I have read the journal’s policy and the authors of this manuscript have the following competing interests: I.S.Y.C. has a financial interest in CSL Behring and Calimmune Inc. J.W. has a financial interest in Vivibaba and The Regents have licensed intellectual property invented by J.W. to Vivibaba. Y.L. has a financial interest in Vivibaba and The Regents have licensed intellectual property invented by Y.L. to Vivibaba. No funding was provided by these companies to support this work.

Figures

**Fig 1. Infection occurs in the central nervous system (CNS) of infant rhesus macaques.**
11 one-month-old infant rhesus macaques were exposed to a single high dose SHIV_SF162P3 challenge by atraumatic oral inoculation. A) Correlation between SHIV_SF162P3 Gag RNA copies in plasma and CSF in infected infant rhesus macaques. The animals showing positive RNA copies in both plasma and CSF are included in the figure. Dotted lines indicate limits of detection. Each dot represents one animal, and all data are fitted by nonlinear log-log line regression. R² and p value indicate the fitness of Pearson correlation. Dotted lines indicate limits of detection. B) Correlation between SHIV_SF162P3 Gag RNA copies in CSF and vDNA copies in brain tissue. Animals showing positive RNA copies in both CSF and vDNA are included in the figure. Each dot represents one animal, and all data are fitted by nonlinear log-log line regression. R² and p value indicate the fitness of Pearson correlation. Dotted lines indicate limits of detection. C) Comparable viral DNA copies in microglia cells in five brain locations. The mean of vDNA copies in microglia from five brain locations are compatible. Data are shown as means ± s.d. of four animals. Statistical significance, compared with the vDNA in microglia from Frontal, was determined by two-tailed unpaired t test. ns: not significant. D) Inducible virus is correlated with vDNA in microglia. The inducible virus was detected viaTZA assay. IUPM, infectious units per million microglia cells. Primary microglia were stimulated with 20 ng/mL M-CSF and 25 ng/mL IL-10 for 5 days. Both Without and With Stimulation fit Pearson correlation. Without Stimulation: R² = 0.771, p = 0.1219; With Stimulation: R² = 0.9854, p = 0.0073.
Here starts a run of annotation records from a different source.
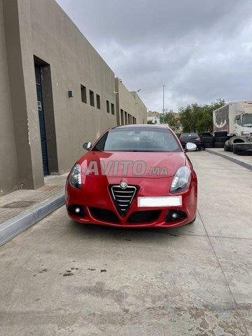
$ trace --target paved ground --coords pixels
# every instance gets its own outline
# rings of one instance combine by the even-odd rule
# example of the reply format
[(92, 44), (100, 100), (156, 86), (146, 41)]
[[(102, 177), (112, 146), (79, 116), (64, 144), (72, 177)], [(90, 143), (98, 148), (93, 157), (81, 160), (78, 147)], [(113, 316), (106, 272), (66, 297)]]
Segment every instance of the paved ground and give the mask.
[(0, 335), (252, 335), (251, 172), (190, 156), (192, 225), (84, 226), (62, 207), (0, 248)]
[(237, 154), (234, 154), (232, 152), (225, 152), (223, 148), (208, 148), (206, 150), (210, 153), (221, 154), (230, 159), (235, 159), (238, 162), (240, 162), (244, 167), (244, 164), (246, 164), (247, 167), (252, 168), (252, 155), (238, 155)]
[(46, 177), (45, 186), (36, 190), (20, 189), (1, 196), (0, 190), (0, 225), (24, 210), (30, 210), (63, 192), (66, 176), (67, 174)]

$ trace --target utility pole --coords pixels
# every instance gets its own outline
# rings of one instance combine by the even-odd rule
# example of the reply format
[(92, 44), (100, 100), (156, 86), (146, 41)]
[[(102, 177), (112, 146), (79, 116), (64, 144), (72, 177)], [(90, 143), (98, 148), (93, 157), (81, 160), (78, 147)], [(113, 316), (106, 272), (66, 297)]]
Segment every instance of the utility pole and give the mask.
[(164, 124), (164, 86), (163, 85), (163, 120), (162, 123)]

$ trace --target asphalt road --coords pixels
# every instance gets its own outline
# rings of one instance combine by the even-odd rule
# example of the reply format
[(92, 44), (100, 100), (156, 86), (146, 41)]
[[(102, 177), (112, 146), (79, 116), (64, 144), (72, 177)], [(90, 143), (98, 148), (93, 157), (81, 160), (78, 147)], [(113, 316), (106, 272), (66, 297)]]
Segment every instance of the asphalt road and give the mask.
[(252, 173), (190, 157), (192, 225), (85, 226), (62, 207), (0, 248), (0, 335), (252, 335)]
**Fig 2. The bNAb-based treatment impacts infection in blood but not in the CNS in infant rhesus macaques.**
14 one-month-old infant rhesus macaques were exposed to a single high dose SHIV_SF162P3 challenge by atraumatic oral inoculation and treated with bNAbs or cART+bNAbs with various doses and regimens at 48h post-infection (details in S1 Table). A) Viral RNA copies in plasma of infant rhesus macaques without treatment (Untreated) and treated with bNAbs or bNAbs+cART (Treated) at 48 h. Statistical significance was calculated to untreated group by two-tailed unpaired t test. **: P values < 0.0021. B) Comparison of correlations between viral RNA copies in plasma and CSF of Untreated and Treatment animals. Each dot represents one animal, and all data are fitted by nonlinear log-log line regression. Significance between the correlations of two groups is calculated by multiple regression model. There is no statistically significant difference between slopes (p-value = 0.4989).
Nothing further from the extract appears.